Frau Bundesrätin, im Juli 2020 waren Sie als Bundespräsidentin zu Besuch in der Ukraine. Welche Momente bleiben im Gedächtnis?
Simonetta Sommaruga: Es war mir ein Herzensanliegen, 2020 in die Ukraine zu reisen. Mit der Reise wollte ich ein Zeichen setzen. Als erste Präsidentin besuchte ich das umkämpfte Gebiet im Osten. Ich wollte darauf aufmerksam machen, dass in Europa ein vergessener gefährlicher Konflikt schwelt. Ich erlebte ein junges Land mit hoffnungsfrohen Menschen, aber auch ein Land mit einer schmerzhaften Geschichte: Es wurde in den 1930er-Jahren von Stalin ausgehungert, und 2014 durchlitt es die Maidan-Revolution. Aber Kiew war auch eine Stadt wie hier, wo Menschen spazieren gingen, das Leben genossen. Zu sehen, wie dort nun Kinder, Frauen und Männer bombardiert werden, macht mich tief betroffen.
Europa wirkt verblüfft über den Krieg auf eigenem Boden.

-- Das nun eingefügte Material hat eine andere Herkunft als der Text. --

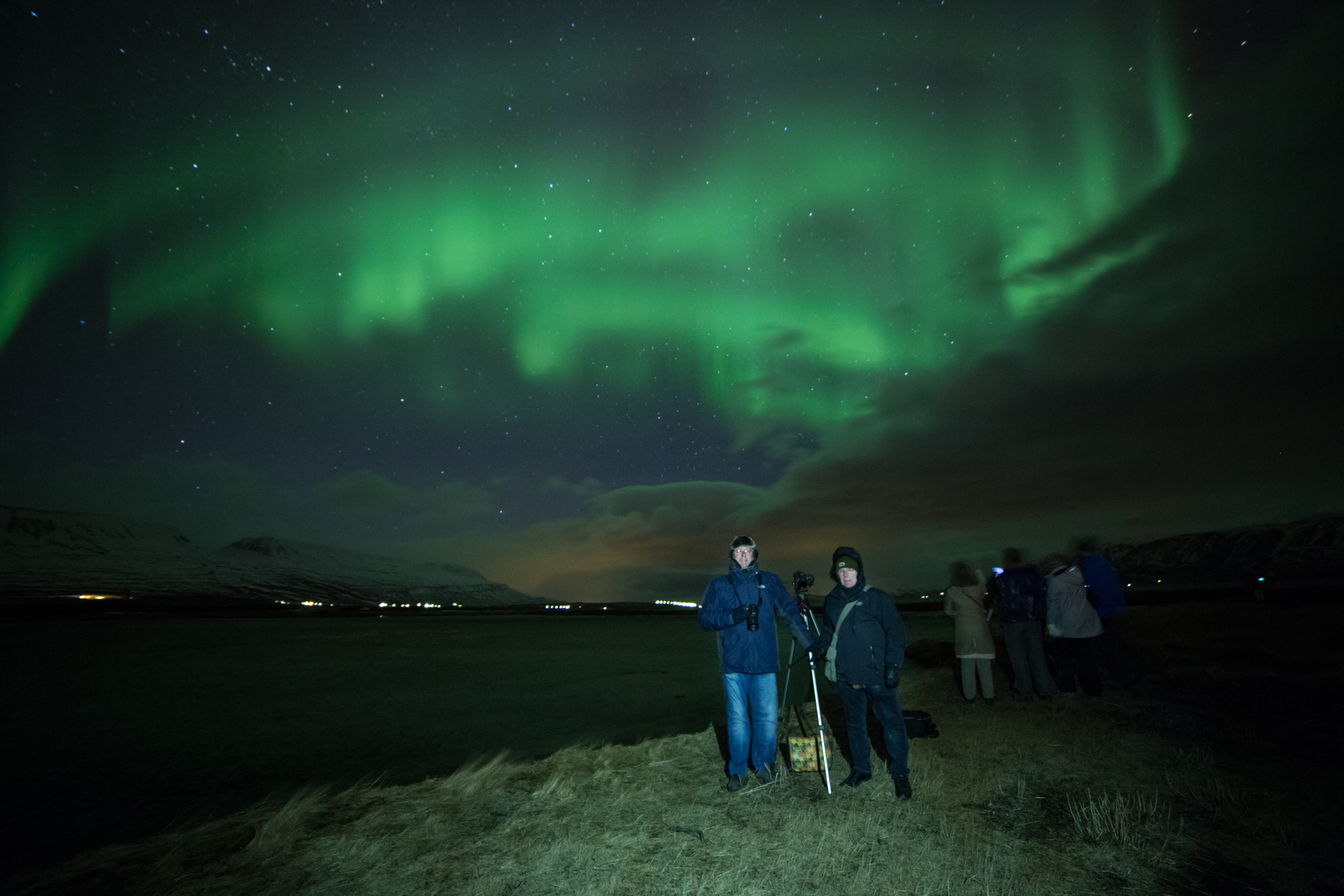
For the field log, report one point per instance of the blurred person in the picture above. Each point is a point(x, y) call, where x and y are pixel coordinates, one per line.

Wir haben die Bedrohung ohne Zweifel nicht genügend ernst genommen.
Wen meinen Sie mit «wir»?
Nach den Vorkommnissen von 2014 haben wir gedacht, das wars, das Schlimmste ist vorbei. Heute denke ich an die jungen Ingenieure, die ich getroffen habe, die Musikerinnen, die Schriftsteller. Die Leute, die für die Menschenrechte einstehen und mutig gegen Korruption kämpfen. Die Frauen, die Kinder, die nun vor Bomben Schutz suchen – in einer U-Bahn-Station! – oder alles zurücklassen und aus dem Land fliehen müssen. Das macht mich tief betroffen.
Auch hier mobilisiert der Krieg massiv. Weil er in Europa passiert?

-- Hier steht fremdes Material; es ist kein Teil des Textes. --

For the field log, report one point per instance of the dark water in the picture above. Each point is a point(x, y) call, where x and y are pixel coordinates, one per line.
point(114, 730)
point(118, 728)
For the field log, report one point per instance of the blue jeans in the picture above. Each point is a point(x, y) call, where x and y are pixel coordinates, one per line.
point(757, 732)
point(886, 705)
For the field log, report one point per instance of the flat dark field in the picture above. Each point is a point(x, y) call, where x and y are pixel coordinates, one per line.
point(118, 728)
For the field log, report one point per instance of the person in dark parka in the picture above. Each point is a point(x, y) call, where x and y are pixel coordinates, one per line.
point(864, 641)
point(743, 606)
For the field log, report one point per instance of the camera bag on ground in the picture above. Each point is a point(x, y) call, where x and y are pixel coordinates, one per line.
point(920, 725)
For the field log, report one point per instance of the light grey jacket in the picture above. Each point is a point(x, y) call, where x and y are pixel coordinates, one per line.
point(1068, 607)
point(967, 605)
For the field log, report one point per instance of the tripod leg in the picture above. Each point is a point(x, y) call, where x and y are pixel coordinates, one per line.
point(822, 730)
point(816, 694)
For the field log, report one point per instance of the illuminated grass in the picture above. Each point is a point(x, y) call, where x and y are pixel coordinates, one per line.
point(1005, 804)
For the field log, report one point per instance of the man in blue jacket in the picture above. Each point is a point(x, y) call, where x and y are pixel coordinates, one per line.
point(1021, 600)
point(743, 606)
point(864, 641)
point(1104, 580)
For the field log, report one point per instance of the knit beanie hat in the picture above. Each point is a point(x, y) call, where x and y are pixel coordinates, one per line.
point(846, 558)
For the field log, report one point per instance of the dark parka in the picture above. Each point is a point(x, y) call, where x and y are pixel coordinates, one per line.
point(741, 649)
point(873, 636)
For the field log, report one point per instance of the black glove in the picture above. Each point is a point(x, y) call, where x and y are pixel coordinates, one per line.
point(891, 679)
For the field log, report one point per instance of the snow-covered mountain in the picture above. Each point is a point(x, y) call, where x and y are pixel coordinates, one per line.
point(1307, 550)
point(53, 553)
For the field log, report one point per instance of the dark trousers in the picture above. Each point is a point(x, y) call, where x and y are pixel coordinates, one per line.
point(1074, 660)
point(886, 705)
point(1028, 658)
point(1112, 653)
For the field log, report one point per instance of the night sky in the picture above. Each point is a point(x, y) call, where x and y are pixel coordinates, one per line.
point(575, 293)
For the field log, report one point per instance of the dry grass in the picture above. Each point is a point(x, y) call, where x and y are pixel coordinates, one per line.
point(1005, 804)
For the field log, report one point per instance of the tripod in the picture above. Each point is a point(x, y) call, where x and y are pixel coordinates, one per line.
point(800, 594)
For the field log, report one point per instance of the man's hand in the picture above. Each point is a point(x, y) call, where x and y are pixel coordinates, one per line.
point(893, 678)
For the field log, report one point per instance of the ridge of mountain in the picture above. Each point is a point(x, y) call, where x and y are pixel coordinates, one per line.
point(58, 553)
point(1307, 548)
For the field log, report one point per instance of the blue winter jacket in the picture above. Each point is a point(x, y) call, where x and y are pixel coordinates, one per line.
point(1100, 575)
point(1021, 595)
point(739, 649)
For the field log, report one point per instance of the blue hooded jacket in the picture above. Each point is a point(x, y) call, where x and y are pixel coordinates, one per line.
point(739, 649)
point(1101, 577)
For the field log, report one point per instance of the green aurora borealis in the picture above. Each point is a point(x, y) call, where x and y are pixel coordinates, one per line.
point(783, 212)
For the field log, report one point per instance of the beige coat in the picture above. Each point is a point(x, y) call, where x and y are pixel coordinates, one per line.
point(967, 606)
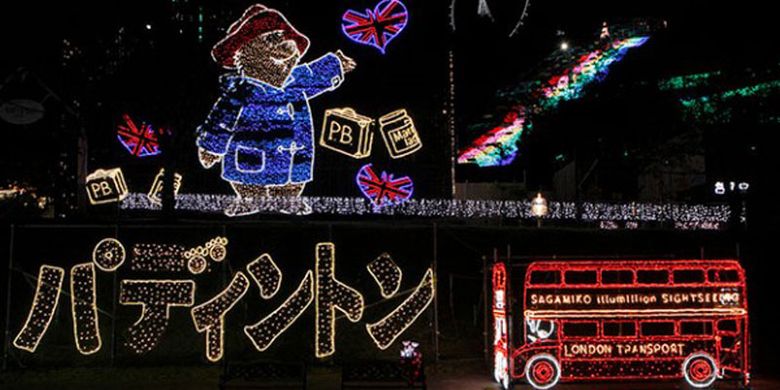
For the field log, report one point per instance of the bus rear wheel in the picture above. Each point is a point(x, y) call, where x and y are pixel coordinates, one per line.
point(542, 371)
point(700, 370)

Niemand konnte sich eine solche Situation vorstellen. Deswegen musste und muss man Russland, das das Völkerrecht verletzt und der Zivilbevölkerung unglaubliches Leid zufügt, in schärfster Weise verurteilen. Dass die Schweiz das mit Worten verurteilt, ist sehr gut, aber es mussten Taten folgen. Ich habe mich dafür eingesetzt, dass die Schweiz die EU-Sanktionen übernimmt. Ich bin froh, dass der Bundesrat diese Entscheidung nun so gefällt hat.
Sie begaben sich mit dem ukrainischen Präsidenten Wolodimir Selenski auch in die umkämpfte Zone im Donbass. Erzählen Sie.
Der Präsident wollte mir eine Brücke zeigen, die er bauen liess, um den Bewohnern beider Seiten den Kontakt zu ermöglichen. Die Brücke war für Selenski ein Symbol für die Zusammengehörigkeit der Menschen in seinem Land. Dafür hat er sich vehement eingesetzt. Die ukrainischen Sicherheitsleute haben uns davor gewarnt, uns der Brücke zu nähern, weil es dort Schützen gab, die uns als Zielscheibe benützen könnten. Da sagte der Präsident: «This is my country!», und ich habe geantwortet: «Ich komme mit Ihnen.» Ich trug eine schwere kugelsichere Weste und spürte sinnbildlich, welche Last dieser Präsident zu tragen hatte.
Welchen Eindruck hinterliess der Präsident sonst bei Ihnen?
Er war zu der Zeit noch nicht lange im Amt. Aber er war sich der Tragweite seiner Aufgabe sehr bewusst. Er wollte alles tun für den Zusammenhalt in seinem Land. Dass er für sein Land da ist, das zeigt er auch in diesen Tagen. Präsident Selenski kennt sowohl sein eigenes Land sehr gut als auch den grossen Nachbarn. Er stammt ja aus einer russischsprachigen Familie aus dem Südosten des Landes. Aufgrund der schwierigen Lage der Ukraine war Präsident Selenski schon 2020 sehr angespannt. Es ist kaum vorstellbar, unter welchem Druck er heute steht.